Interaction of Initiation Factors and Capsid Protein with the Cap Structure of Chimaeric mRNAs Containing the 5′ Untranslated Regions of the RNAs of Semliki Forest Virus

Abstract

A considerable effort has been put into the understanding how Semliki Forest virus overrules the protein synthetic machinery of the host, promoting the translation of its own late 26S mRNAs while suppressing those of the host cell and its own genomic 42S RNA (van Steeg et al., 1981a; van Steeg et al., 1981b).

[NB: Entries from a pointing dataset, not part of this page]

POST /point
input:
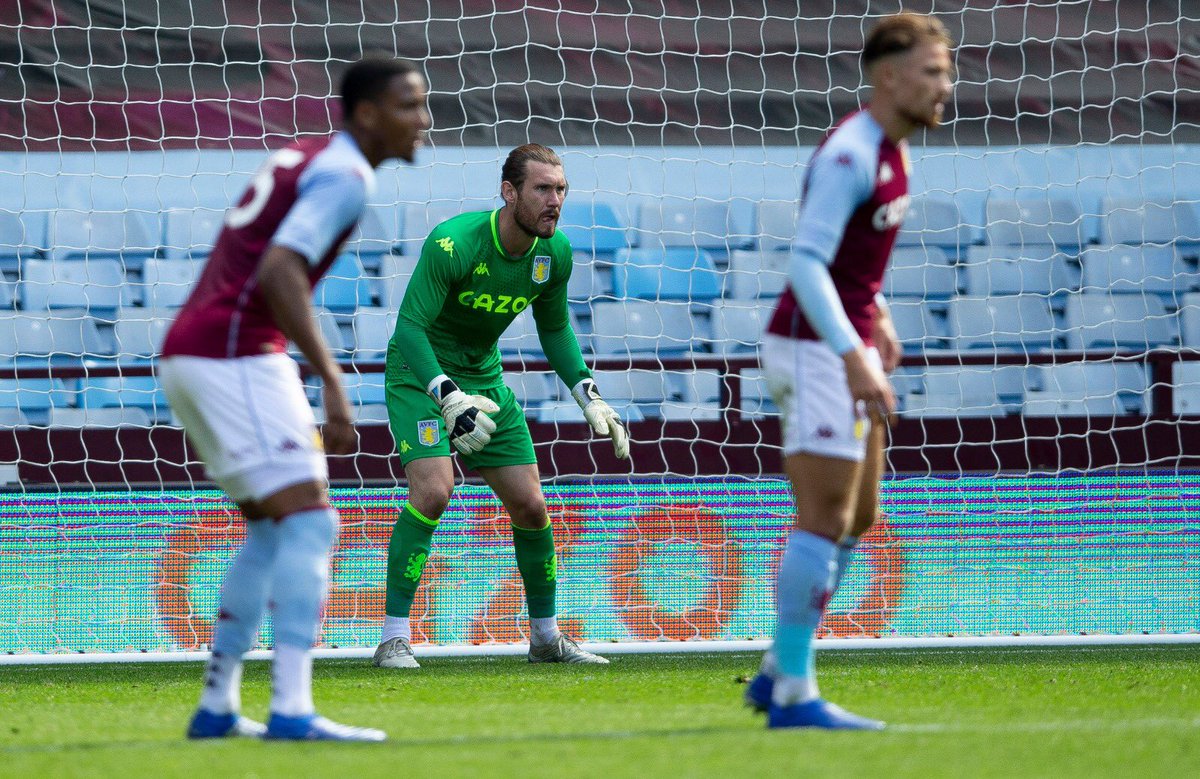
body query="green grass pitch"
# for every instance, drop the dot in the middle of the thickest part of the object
(1063, 712)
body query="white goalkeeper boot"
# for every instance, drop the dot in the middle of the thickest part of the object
(563, 649)
(396, 653)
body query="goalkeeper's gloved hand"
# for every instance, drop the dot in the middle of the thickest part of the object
(466, 415)
(601, 417)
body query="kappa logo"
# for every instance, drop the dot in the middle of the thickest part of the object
(427, 432)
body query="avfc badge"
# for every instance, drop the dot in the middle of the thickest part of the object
(427, 432)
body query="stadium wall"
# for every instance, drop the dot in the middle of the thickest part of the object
(643, 561)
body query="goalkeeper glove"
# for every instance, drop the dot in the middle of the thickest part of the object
(601, 417)
(466, 415)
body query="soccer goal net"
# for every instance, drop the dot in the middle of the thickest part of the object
(1043, 471)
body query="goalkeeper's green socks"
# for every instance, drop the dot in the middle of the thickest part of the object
(539, 571)
(407, 553)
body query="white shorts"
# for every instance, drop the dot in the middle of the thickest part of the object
(808, 383)
(249, 420)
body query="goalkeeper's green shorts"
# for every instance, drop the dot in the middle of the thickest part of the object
(419, 430)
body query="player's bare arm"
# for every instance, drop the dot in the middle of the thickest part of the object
(285, 285)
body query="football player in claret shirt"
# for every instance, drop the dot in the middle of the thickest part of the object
(238, 394)
(444, 381)
(829, 345)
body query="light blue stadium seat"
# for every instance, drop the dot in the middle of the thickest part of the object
(138, 333)
(738, 327)
(1122, 321)
(345, 287)
(916, 323)
(1126, 382)
(191, 233)
(167, 282)
(373, 328)
(364, 389)
(22, 237)
(756, 274)
(131, 237)
(919, 271)
(73, 283)
(669, 274)
(395, 270)
(34, 397)
(1013, 270)
(65, 336)
(934, 221)
(592, 227)
(775, 225)
(1134, 220)
(694, 223)
(1042, 220)
(1122, 268)
(1002, 322)
(642, 328)
(115, 417)
(125, 391)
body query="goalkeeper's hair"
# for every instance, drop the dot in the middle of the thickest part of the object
(901, 33)
(517, 165)
(366, 79)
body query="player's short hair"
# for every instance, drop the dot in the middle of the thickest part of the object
(366, 79)
(517, 165)
(901, 33)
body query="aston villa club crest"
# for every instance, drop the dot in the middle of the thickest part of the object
(427, 432)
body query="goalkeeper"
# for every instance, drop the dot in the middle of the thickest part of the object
(477, 273)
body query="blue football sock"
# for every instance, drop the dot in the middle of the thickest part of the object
(298, 593)
(243, 603)
(805, 575)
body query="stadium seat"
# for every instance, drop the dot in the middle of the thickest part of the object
(1186, 389)
(695, 223)
(131, 237)
(125, 391)
(1001, 322)
(1087, 381)
(669, 274)
(65, 336)
(1122, 268)
(73, 283)
(395, 270)
(1134, 220)
(345, 287)
(22, 237)
(775, 225)
(373, 328)
(934, 221)
(919, 271)
(1043, 220)
(138, 334)
(1012, 270)
(592, 227)
(1127, 322)
(191, 233)
(738, 328)
(167, 282)
(641, 328)
(34, 397)
(751, 275)
(916, 323)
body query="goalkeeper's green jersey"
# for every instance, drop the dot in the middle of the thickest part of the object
(466, 291)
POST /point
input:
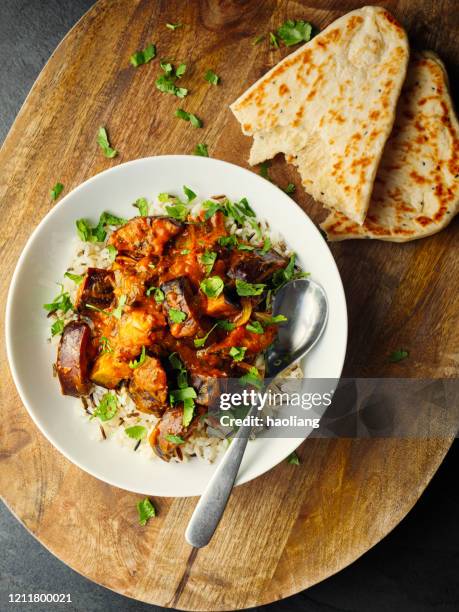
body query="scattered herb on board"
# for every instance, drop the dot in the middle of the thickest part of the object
(201, 149)
(212, 78)
(252, 377)
(293, 459)
(103, 142)
(146, 511)
(56, 191)
(143, 57)
(176, 316)
(398, 355)
(294, 32)
(195, 121)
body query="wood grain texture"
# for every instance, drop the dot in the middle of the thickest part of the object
(295, 525)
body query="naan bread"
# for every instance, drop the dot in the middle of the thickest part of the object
(416, 190)
(334, 100)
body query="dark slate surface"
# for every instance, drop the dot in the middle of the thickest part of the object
(414, 569)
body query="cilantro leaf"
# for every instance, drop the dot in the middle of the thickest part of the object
(57, 327)
(146, 511)
(294, 32)
(255, 327)
(138, 362)
(143, 57)
(142, 205)
(211, 77)
(102, 141)
(208, 259)
(252, 377)
(237, 352)
(244, 288)
(107, 408)
(212, 286)
(177, 316)
(137, 432)
(56, 191)
(201, 149)
(195, 121)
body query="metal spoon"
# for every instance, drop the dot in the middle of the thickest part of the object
(305, 305)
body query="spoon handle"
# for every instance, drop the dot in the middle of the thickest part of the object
(212, 504)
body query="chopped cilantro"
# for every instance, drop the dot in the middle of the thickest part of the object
(201, 149)
(212, 78)
(146, 511)
(252, 377)
(56, 191)
(57, 327)
(237, 352)
(176, 316)
(143, 57)
(294, 32)
(195, 121)
(137, 432)
(255, 327)
(212, 286)
(102, 141)
(138, 362)
(208, 259)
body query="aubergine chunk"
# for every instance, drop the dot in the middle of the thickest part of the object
(221, 306)
(73, 357)
(179, 298)
(171, 424)
(145, 236)
(255, 266)
(148, 387)
(96, 289)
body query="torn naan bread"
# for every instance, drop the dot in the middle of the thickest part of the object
(416, 190)
(334, 100)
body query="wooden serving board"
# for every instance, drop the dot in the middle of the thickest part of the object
(294, 526)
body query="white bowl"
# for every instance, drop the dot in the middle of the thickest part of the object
(44, 260)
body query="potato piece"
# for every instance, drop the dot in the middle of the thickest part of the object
(148, 387)
(108, 371)
(73, 357)
(145, 236)
(95, 289)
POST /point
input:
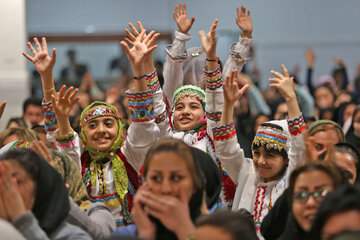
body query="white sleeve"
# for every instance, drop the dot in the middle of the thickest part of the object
(239, 54)
(143, 131)
(173, 72)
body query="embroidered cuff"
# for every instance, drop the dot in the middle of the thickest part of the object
(141, 106)
(49, 116)
(67, 140)
(160, 118)
(224, 132)
(296, 125)
(213, 79)
(179, 58)
(153, 81)
(213, 116)
(239, 55)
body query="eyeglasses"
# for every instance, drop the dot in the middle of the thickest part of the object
(303, 197)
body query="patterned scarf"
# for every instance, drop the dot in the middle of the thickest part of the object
(100, 109)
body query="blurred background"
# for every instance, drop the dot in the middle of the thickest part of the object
(88, 33)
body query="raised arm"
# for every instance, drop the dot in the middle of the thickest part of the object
(232, 93)
(2, 108)
(208, 43)
(182, 21)
(240, 51)
(142, 46)
(244, 22)
(284, 83)
(44, 64)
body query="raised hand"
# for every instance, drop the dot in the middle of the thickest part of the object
(12, 201)
(310, 57)
(2, 107)
(232, 91)
(40, 148)
(148, 60)
(173, 212)
(244, 22)
(65, 102)
(283, 83)
(208, 41)
(146, 228)
(181, 18)
(142, 45)
(41, 59)
(339, 61)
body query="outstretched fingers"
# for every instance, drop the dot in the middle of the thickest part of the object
(37, 44)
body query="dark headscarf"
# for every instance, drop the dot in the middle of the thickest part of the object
(350, 135)
(51, 205)
(210, 181)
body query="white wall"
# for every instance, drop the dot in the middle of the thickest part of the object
(13, 73)
(282, 28)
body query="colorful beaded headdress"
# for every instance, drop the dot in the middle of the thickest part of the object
(190, 91)
(273, 135)
(100, 109)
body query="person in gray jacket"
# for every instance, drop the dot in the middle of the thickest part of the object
(33, 197)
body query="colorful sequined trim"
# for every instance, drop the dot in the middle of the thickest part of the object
(50, 118)
(99, 111)
(153, 81)
(141, 106)
(180, 58)
(213, 79)
(224, 132)
(160, 118)
(259, 204)
(270, 138)
(297, 125)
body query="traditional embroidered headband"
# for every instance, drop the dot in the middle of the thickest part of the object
(190, 91)
(98, 111)
(271, 138)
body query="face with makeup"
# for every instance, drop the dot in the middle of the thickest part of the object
(188, 113)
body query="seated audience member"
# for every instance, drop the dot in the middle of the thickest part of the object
(8, 231)
(14, 134)
(308, 186)
(353, 134)
(339, 212)
(164, 208)
(34, 197)
(225, 225)
(347, 157)
(325, 134)
(17, 122)
(32, 111)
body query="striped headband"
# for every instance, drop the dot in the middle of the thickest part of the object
(190, 91)
(98, 111)
(271, 138)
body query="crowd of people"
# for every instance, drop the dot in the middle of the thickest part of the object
(192, 151)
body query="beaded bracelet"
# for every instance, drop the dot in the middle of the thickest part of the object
(213, 60)
(138, 78)
(64, 137)
(50, 90)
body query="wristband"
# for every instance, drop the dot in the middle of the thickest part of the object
(138, 78)
(213, 60)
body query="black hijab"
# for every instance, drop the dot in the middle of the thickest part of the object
(210, 181)
(51, 205)
(350, 135)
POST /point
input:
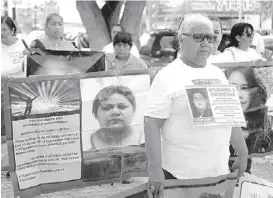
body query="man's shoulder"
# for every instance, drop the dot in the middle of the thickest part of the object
(107, 47)
(171, 71)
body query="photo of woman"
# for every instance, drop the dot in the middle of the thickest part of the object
(199, 103)
(253, 97)
(114, 108)
(117, 106)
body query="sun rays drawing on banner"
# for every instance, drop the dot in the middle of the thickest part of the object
(44, 97)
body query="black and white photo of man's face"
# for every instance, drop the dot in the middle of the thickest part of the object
(195, 50)
(115, 112)
(199, 101)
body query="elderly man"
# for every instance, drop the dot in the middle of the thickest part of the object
(110, 47)
(187, 152)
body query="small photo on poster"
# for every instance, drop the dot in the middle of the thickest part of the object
(199, 103)
(113, 111)
(44, 98)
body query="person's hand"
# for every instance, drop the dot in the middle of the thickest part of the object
(156, 184)
(240, 164)
(267, 54)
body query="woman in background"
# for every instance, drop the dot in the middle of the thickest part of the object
(122, 59)
(114, 108)
(253, 96)
(54, 35)
(12, 57)
(12, 50)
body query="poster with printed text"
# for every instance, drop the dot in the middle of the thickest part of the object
(46, 132)
(215, 106)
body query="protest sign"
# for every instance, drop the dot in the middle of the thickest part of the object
(251, 186)
(49, 133)
(51, 62)
(215, 105)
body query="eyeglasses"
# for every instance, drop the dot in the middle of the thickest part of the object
(201, 37)
(244, 87)
(249, 35)
(124, 45)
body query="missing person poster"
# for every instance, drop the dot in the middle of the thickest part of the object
(113, 118)
(66, 131)
(254, 84)
(45, 137)
(215, 105)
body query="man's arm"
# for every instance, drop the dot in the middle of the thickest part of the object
(238, 142)
(153, 144)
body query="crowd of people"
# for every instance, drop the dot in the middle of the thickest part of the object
(169, 133)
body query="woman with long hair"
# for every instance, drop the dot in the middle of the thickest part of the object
(239, 49)
(12, 50)
(54, 35)
(122, 59)
(253, 97)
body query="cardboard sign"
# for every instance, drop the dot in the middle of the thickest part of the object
(215, 106)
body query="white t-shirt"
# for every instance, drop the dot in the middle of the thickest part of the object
(234, 54)
(110, 49)
(12, 58)
(188, 152)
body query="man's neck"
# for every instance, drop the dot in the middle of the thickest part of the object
(122, 59)
(54, 39)
(192, 64)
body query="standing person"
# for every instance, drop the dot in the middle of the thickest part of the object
(122, 59)
(54, 35)
(110, 47)
(216, 56)
(202, 151)
(12, 57)
(12, 50)
(253, 97)
(241, 38)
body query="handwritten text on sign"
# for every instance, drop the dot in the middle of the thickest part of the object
(47, 150)
(250, 190)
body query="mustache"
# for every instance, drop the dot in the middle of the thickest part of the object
(115, 118)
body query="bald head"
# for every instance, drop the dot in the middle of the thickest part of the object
(193, 20)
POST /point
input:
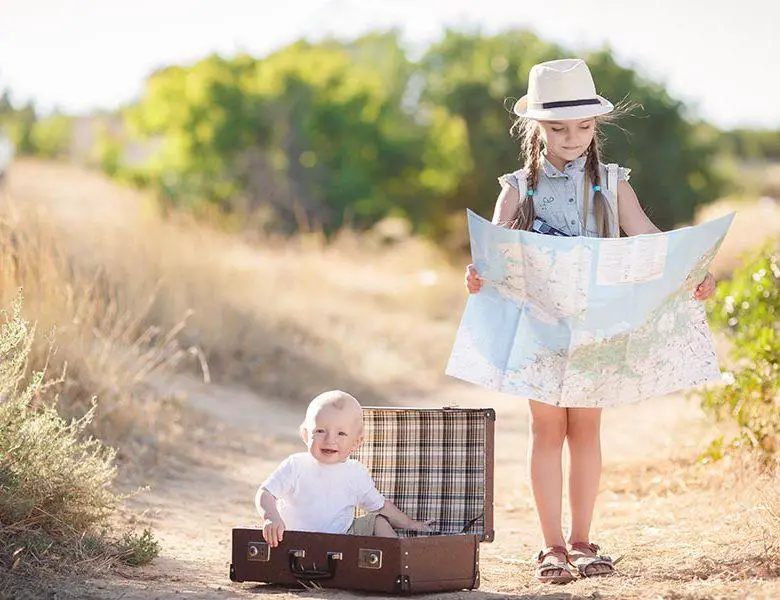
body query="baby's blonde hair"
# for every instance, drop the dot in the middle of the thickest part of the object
(333, 399)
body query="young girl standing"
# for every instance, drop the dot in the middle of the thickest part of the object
(565, 187)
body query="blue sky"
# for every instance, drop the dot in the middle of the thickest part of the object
(719, 56)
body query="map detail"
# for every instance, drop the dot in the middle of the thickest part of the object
(587, 322)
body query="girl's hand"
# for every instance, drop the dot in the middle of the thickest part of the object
(706, 288)
(474, 282)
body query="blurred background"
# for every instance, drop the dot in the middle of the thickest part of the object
(272, 195)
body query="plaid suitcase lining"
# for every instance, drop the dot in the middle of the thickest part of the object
(430, 463)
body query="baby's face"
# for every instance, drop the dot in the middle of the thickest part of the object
(334, 434)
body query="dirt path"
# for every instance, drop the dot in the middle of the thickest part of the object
(650, 506)
(682, 532)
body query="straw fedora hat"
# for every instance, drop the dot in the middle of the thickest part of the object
(559, 90)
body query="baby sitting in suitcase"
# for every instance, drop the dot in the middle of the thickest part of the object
(318, 490)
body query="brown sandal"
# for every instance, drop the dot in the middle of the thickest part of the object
(563, 572)
(591, 558)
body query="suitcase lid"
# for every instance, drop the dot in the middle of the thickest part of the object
(434, 463)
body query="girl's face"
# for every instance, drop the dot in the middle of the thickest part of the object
(567, 140)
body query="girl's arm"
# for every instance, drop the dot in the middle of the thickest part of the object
(633, 219)
(506, 205)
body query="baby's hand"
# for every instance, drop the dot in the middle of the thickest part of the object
(706, 288)
(273, 531)
(474, 282)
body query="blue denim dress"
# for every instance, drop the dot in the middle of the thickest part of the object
(559, 196)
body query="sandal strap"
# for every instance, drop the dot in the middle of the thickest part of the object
(586, 562)
(559, 551)
(585, 547)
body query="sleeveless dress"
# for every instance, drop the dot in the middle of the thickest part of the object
(558, 198)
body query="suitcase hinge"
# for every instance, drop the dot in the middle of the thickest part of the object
(403, 585)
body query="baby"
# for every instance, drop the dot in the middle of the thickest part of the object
(318, 490)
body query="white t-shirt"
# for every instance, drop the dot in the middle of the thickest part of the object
(312, 496)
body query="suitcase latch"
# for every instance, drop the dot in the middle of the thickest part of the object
(369, 559)
(259, 551)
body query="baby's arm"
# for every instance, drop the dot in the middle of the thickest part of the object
(401, 520)
(273, 525)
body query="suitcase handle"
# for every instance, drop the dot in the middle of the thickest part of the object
(300, 572)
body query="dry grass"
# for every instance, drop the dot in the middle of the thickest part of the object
(756, 220)
(289, 318)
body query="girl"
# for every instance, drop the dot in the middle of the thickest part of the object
(565, 187)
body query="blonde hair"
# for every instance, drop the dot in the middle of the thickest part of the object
(529, 132)
(332, 399)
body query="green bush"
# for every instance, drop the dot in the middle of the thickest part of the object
(56, 483)
(747, 309)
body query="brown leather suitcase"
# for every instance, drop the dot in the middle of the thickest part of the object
(433, 464)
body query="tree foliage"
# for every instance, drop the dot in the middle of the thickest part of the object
(335, 132)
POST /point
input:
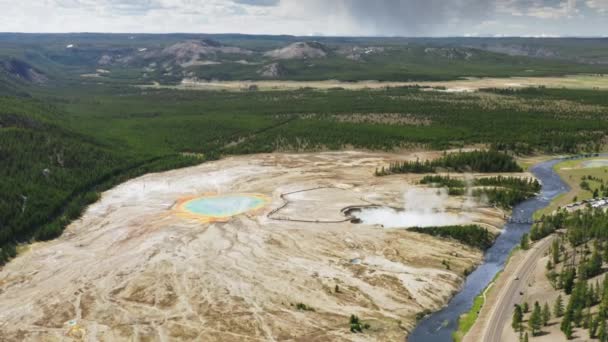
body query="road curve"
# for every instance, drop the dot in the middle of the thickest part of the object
(509, 295)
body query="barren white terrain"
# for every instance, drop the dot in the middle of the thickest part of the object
(134, 268)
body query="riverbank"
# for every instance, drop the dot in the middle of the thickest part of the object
(133, 259)
(440, 326)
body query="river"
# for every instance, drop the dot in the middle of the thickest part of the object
(440, 326)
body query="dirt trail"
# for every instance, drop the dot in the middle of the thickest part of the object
(132, 268)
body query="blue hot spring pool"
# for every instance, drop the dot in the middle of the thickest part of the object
(224, 206)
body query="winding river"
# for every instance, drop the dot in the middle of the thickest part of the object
(440, 326)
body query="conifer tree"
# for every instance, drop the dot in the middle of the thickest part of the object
(535, 322)
(546, 314)
(518, 317)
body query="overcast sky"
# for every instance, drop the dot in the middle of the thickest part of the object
(311, 17)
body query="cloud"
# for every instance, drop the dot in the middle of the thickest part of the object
(258, 2)
(329, 17)
(600, 5)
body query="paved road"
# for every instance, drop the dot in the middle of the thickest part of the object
(502, 311)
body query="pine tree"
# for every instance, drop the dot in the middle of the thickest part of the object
(566, 323)
(525, 242)
(558, 307)
(546, 314)
(602, 334)
(594, 326)
(518, 317)
(568, 331)
(555, 251)
(536, 320)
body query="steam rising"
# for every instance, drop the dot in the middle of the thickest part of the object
(422, 208)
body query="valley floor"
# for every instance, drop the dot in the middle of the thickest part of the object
(134, 268)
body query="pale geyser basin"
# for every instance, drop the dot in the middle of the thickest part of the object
(222, 207)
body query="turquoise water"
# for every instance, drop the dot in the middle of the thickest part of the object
(224, 206)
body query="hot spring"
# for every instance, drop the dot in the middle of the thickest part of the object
(421, 208)
(222, 207)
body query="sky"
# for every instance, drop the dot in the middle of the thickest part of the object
(312, 17)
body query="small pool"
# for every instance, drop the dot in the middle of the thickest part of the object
(221, 207)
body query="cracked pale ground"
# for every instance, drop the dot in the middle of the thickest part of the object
(134, 269)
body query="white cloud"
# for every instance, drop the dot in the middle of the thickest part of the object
(599, 5)
(330, 17)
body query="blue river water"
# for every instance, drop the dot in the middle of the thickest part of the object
(439, 326)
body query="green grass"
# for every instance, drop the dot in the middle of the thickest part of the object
(91, 135)
(572, 173)
(467, 320)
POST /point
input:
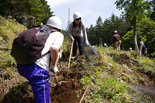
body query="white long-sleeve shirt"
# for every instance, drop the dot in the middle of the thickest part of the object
(55, 39)
(78, 32)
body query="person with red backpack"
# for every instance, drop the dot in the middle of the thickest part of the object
(36, 72)
(77, 32)
(116, 39)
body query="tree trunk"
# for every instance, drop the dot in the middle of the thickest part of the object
(135, 35)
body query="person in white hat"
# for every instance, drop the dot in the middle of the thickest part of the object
(77, 32)
(37, 74)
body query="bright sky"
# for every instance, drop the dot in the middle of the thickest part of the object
(89, 9)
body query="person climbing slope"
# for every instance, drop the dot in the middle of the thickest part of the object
(77, 32)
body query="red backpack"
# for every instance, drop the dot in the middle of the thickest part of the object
(27, 47)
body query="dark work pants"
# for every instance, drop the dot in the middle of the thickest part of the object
(78, 41)
(38, 79)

Two major virus-specific RNAs are found in alphavirus-infected cells: the genomic 42S RNA and the subgenomic 26S RNA, comprising about one third of the 3′ part of the 42S RNA (Kaariainen and Soderlund, 1978). Both the 42S viral mRNA, which is utilized as an early mRNA for the synthesis of non structural proteins (Kaariainen and Soderlund, 1978; Wengler et al., 1979) and the subgenomic late 26S mRNA, which encodes the structural proteins later in infection (Kaariainen and Soderlund, 1978), are capped (Petterson et al., 1980; Wengler et al., 1979). Late in infection proteins are synthesized from 26S RNA in SFV-infected cells, despite the fact that 50% of the mRNA population is of cellular origin (van Steeg et al., 1981b; Tuomi et al., 1975). In an effort to explain how host shut off takes place, it has been suggested that viral mRNAs compete with cellular mRNAs for components of the translational apparatus of the host cell (Tuomi et al., 1975: Kozak, 1986; Schneider and Shenk, 1987).